Seq(A, B, C) = A → B → C
import { Seq } from "@rotifer/algebra";
const pipeline = Seq(
"genesis-web-search", // Step 1: Search the web
"text-summarize", // Step 2: Summarize results
"text-translate" // Step 3: Translate summary
);
// Input flows: search → summarize → translate
const result = await pipeline.execute({
query: "quantum computing breakthroughs"
});

Data flow: Output of gene N becomes input of gene N+1. Schemas must be compatible (output of A must satisfy input of B).

Execute genes concurrently and collect all results. Uses true CPU parallelism via thread pool.

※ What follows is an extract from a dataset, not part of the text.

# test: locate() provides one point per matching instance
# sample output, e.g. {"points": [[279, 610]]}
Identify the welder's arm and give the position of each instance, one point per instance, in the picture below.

Par(A, B, C) = A ‖ B ‖ C → [resultA, resultB, resultC]
import { Par } from "@rotifer/algebra";
const multiSearch = Par(
"genesis-web-search", // Search provider 1
"genesis-web-search-lite", // Search provider 2
"academic-search" // Academic sources
);
// All three run simultaneously
const results = await multiSearch.execute({
query: "rotifer protocol"
});
// results = [searchResult1, searchResult2, academicResult]

Use cases:

  • Fan-out queries to multiple data sources
  • Redundant execution for fault tolerance
  • Independent subtask parallelism

Choose which gene to execute based on a runtime predicate.

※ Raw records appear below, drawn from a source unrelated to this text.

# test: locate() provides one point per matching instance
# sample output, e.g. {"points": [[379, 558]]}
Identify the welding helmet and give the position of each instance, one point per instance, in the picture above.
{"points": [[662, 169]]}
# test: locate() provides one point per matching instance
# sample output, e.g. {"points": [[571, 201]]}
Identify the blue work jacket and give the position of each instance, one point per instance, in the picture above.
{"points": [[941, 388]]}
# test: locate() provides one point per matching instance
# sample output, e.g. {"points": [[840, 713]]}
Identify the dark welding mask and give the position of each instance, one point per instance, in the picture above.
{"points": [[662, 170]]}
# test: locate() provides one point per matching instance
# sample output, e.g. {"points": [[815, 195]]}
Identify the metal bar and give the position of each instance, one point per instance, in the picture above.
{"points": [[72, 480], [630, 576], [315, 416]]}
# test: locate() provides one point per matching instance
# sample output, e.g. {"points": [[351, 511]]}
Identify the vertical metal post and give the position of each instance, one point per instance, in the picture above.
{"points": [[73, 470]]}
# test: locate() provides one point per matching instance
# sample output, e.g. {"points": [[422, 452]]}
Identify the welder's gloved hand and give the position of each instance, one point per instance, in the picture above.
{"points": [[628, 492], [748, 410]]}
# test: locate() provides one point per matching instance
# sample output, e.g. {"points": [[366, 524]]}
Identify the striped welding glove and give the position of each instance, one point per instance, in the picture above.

Cond(predicate, thenGene, elseGene)
import { Cond } from "@rotifer/algebra";
const smartSearch = Cond(
(input) => input.query.length > 100, // Long query?
"deep-research-gene", // Yes: deep research
"genesis-web-search" // No: quick search
);

Use cases:

  • Route requests based on input characteristics
  • A/B testing between gene implementations
  • Graceful degradation based on resource availability

Execute a primary gene; if it fails, fall back to a secondary gene.

Try(primary, fallback) = primary ?? fallback
import { Try } from "@rotifer/algebra";
const resilientSearch = Try(
"premium-api-search", // Try premium API first
"genesis-web-search" // Fall back to free search
);

Behavior:

  • If primary succeeds → return primary result
  • If primary throws → execute fallback, return fallback result
  • If both fail → propagate the fallback error

Apply a transformation function between genes to reshape data.

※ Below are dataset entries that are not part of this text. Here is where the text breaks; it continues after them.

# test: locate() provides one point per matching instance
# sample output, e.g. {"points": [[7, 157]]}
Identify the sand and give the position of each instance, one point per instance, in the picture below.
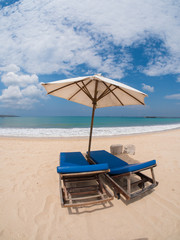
{"points": [[30, 204]]}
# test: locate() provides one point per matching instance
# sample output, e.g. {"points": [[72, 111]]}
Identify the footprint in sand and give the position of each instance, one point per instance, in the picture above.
{"points": [[46, 218]]}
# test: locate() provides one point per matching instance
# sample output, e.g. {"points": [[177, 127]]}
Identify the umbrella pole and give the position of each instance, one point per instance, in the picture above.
{"points": [[92, 122], [92, 118]]}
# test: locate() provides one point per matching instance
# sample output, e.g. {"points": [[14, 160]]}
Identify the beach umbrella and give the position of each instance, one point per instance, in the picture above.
{"points": [[96, 92]]}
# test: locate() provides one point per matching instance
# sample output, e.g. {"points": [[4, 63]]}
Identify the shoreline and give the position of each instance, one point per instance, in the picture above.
{"points": [[30, 203], [87, 137]]}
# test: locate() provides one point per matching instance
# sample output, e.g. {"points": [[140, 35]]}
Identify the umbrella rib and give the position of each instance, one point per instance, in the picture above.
{"points": [[85, 90], [81, 89], [85, 87], [57, 89], [64, 86], [130, 95], [106, 92], [113, 93]]}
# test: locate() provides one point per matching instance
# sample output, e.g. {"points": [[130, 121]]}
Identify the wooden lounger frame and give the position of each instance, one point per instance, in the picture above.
{"points": [[127, 191], [88, 189]]}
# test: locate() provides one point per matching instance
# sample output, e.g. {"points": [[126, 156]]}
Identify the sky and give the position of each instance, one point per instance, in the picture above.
{"points": [[136, 42]]}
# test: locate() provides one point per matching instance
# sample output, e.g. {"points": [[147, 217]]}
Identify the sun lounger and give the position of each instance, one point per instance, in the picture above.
{"points": [[121, 170], [80, 182]]}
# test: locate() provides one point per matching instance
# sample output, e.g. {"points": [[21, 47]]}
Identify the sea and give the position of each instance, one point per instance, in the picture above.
{"points": [[78, 126]]}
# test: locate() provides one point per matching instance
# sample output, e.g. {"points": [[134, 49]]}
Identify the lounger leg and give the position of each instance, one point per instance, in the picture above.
{"points": [[153, 176], [61, 191], [129, 184]]}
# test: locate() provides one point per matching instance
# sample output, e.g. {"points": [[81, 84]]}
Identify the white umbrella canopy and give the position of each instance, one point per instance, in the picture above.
{"points": [[96, 92]]}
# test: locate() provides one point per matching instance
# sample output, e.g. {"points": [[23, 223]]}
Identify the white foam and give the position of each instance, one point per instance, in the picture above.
{"points": [[82, 132]]}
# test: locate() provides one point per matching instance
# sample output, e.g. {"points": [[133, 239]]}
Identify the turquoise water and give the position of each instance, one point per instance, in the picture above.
{"points": [[82, 122], [79, 126]]}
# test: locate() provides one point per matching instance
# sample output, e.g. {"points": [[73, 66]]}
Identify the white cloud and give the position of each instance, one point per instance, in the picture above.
{"points": [[147, 87], [10, 68], [20, 80], [47, 36], [173, 96], [22, 90]]}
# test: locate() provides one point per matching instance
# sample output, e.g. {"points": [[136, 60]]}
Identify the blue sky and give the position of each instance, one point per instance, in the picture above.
{"points": [[134, 42]]}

Transform(gene, mapFn) = gene → mapFn(result)
import { Transform, Seq } from "@rotifer/algebra";
const pipeline = Seq(
"genesis-web-search",
Transform((searchResult) => ({
text: searchResult.results.map(r => r.snippet).join("\n"),
maxLength: 200
})),
"text-summarize"
);

Pattern 1: Search → Summarize → Translate Pipeline

Section titled “Pattern 1: Search → Summarize → Translate Pipeline”
const researchPipeline = Seq(
"genesis-web-search",
Transform((r) => ({ text: r.results[0].snippet })),
"text-summarize",
Transform((r) => ({ text: r.summary, targetLang: "zh" })),
"text-translate"
);

Pattern 2: Parallel Search with Aggregation

Section titled “Pattern 2: Parallel Search with Aggregation”
const multiSourceSearch = Seq(
Par(
"web-search",
"academic-search",
"code-search"
),
Transform((results) => ({
text: results.flat().map(r => r.title).join(", ")
})),
"text-summarize"
);

Pattern 3: Resilient Pipeline with Fallbacks

Section titled “Pattern 3: Resilient Pipeline with Fallbacks”
const robustPipeline = Seq(
Try("premium-search", "free-search"),
Try("gpt4-summarize", "local-summarize"),
"text-translate"
);
const adaptivePipeline = Seq(
"genesis-web-search",
Cond(
(r) => r.results.length > 10,
"deep-analysis-gene", // Many results: analyze deeply
"quick-summary-gene" // Few results: quick summary
)
);

The composition algebra enforces type compatibility at composition time:

  • Seq(A, B) requires A.outputSchema ⊇ B.inputSchema
  • Par(A, B) requires A.inputSchema = B.inputSchema
  • Cond(p, T, F) requires T.outputSchema = F.outputSchema
  • Try(P, F) requires P.outputSchema = F.outputSchema

Incompatible compositions produce compile-time errors:

Error[E0032]: Type mismatch in Seq composition
→ gene 'web-search' output: { results: SearchResult[] }
→ gene 'translate' input: { text: string, targetLang: string }
help: Add a Transform between the genes to reshape the data

Composed genes inherit fitness from their components:

  • Seq — F(Seq) = min(F(components)) × latency_penalty
  • Par — F(Par) = avg(F(components)) × parallelism_bonus
  • Try — F(Try) = F(primary) × success_rate + F(fallback) × (1 - success_rate)

The Arena evaluates compositions as a whole, creating selection pressure for efficient composition structures.